Sources: (1)"The Name Above the Title: An Autobiography", Capra, Frank; Da Capo Press; 1997 (2)Wisconsin State Journal, 23 Aug 1933 (3)Indiana Evening Gazette, 16 July 1935 (4)Pittsburgh Gazette, 10 March 1934 (5)New York Times, 16 July 1935 (6)Los Angeles Times 22 April 1934 (7)Evening Independent, 25 July 1935 (8)Syracuse Herald, 16 July 1935 (9)Los Angeles Times, 20 June 2000, via wikipedia entry on SS Catalina (10)Most details of Julia's last weekend come from the Charleston Gazette, 16 July 1935 (11)Charleston Gazette, 30 July 1935 (12)Los Angeles Times, 16 July 1935. Julia's burial is recorded in the Oakland Tribune, 22 July 1935.
A haunting story. She seemed to have deep seated problems long before she left for Hollywood.
Posted by: Barry Rivadue | May 28, 2010 at 03:14 AM
More than likely. But I don't think Hollywood helped them much...

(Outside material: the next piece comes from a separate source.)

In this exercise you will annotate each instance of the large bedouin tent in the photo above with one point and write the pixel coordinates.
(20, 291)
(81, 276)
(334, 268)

Posted by: diarmid mogg | May 28, 2010 at 07:23 PM
So well written...a tragic and powerful story.
Thanks,
Lance
Posted by: Lance Moody | May 29, 2010 at 04:19 AM
It's one of the saddest ones I've come across since I started researching this stuff.
Posted by: diarmid mogg | May 31, 2010 at 10:32 PM
Deer Meat Cod
Crawling from the wreckage.
It is me, I have asshole.... a show.
first one in UK for long time.
Everything you need to know is here
www.baskervilleoldface.com
You can download a taster of it by reading the words and clicking things.
You and your entourage are welcome, but its glasgow and your prob getting a rash already.
its more an intervention. there will be a live soundtrack, they are from Edinburgh.
I like this blog, I will return. Ever seen detour...bit part movie made for 2 dorrars.
Or nightmare alley...not bit part but abowt bit part people.
also current time....Tracey walters...bit part super star...on a very sleazy 80's video uk note, find out about Pete Reno...Pan dimensional Low budget Guy good subject for period piece.
yaws
Old Face
Posted by: David | August 02, 2010 at 12:33 AM
Hi, David - long time no hear! I'll check out baskervilleoldface.com and e-mail you.